Conjugate Gibbs Sampling for Bayesian Phylogenetic Models
Résumé
We propose a new Markov Chain Monte Carlo (MCMC) sampling mechanism for Bayesian phylogenetic inference. This method, which we call conjugate Gibbs, relies on analytical conjugacy properties, and is based on an alternation between data augmentation and Gibbs sampling. The data augmentation step consists in sampling a detailed substitution history for each site, and across the whole tree, given the current value of the model parameters. Provided convenient priors are used, the parameters of the model can then be directly updated by a Gibbs sampling procedure, conditional on the current substitution history. Alternating between these two sampling steps yields a MCMC device whose equilibrium distribution is the posterior probability density of interest.

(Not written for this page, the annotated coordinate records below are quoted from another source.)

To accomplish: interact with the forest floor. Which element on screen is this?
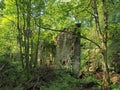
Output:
[0,61,120,90]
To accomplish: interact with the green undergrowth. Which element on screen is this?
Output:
[0,60,120,90]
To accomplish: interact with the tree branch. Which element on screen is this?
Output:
[80,35,102,49]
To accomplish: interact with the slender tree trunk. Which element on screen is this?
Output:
[16,0,24,68]
[93,0,110,90]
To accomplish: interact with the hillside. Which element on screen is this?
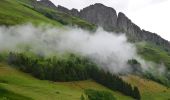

We show, on real examples, that this conjugate Gibbs method leads to a significant improvement of the mixing behavior of the MCMC. In all cases, the decorrelation times of the resulting chains are smaller than those obtained by standard Metropolis Hastings procedures by at least one order of magnitude. The method is particularly well suited to heterogeneous models, i.e. assuming site-specific random variables. In particular, the conjugate Gibbs formalism allows one to propose efficient implementations of complex models, for instance assuming site-specific substitution processes, that would not be accessible to standard MCMC methods.